Is anti-factor Xa chromogenic assay for Rivaroxaban appropriate in clinical practice? Advantages and comparative drawbacks

Abstract Introduction No routine monitoring is required with factor Xa inhibitor rivaroxaban. Yet, its titration must be adapted, and its misuse may lead to increased risk of bleeding; therefore, therapeutic rivaroxaban monitoring might help in specific situations.

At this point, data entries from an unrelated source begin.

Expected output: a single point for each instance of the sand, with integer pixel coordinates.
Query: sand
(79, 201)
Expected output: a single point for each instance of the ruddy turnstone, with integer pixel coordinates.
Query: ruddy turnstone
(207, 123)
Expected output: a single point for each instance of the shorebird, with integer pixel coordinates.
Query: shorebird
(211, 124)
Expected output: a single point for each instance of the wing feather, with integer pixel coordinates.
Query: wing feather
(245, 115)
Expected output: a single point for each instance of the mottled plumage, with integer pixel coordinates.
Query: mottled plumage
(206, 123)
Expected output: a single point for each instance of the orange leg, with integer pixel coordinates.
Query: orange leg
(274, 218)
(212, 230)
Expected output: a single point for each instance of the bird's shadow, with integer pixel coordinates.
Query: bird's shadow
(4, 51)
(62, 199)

Material and methods As asked by clinicians of our medical center, we measured rivaroxaban plasma concentrations in real conditions of use and checked their corresponding prescriptions. Measurement of 112 samples from 94 consecutive patients was performed with a Biophen LRT® anti-Xa chromogenic assay and compared blindly to the HPLC-MSMS “gold standard” method. Rivaroxaban was effectively given to 80 out of 94 patients but a mere 57% through an adequate prescription (within the scope of indications/titration). All chromogenic measurements were over the pre-specified 30 ng/ml LOQ, whereas only 98 /114 samples had quantifiable rivaroxaban with HPLC-MSMS (LOQ 1 ng/ml). Correlation between the two methods and linear regression were highly significant (p < 0.0001). However, chromogenic values (mean 141.6 ng/ml[96.6]) overestimated HPLC-MSMS values (119.7 ng/ml[79.5]) by 22 ng/ml according to Bland-Altman analysis (p < 0.001). After re-assessing the chromogenic LOQ at 52 ng/ml, 83 quantifiable samples had a mean concentration of 176.9 ng/ml as compared to 158.5 ng/ml with HPLC-MSMS, with no false positive anymore. Conclusions In our medical center, rivaroxaban concentrations could be assessed by a rapid chromogenic method. Its pre-specified LOQ proved too high after being checked “on site” against HPLC-MSMS. Prescriptions for rivaroxaban were not optimal. An overestimated LOQ may impair observance monitoring or predispose patients to either risky thrombolysis or otherwise adjournable surgery in clinical practice.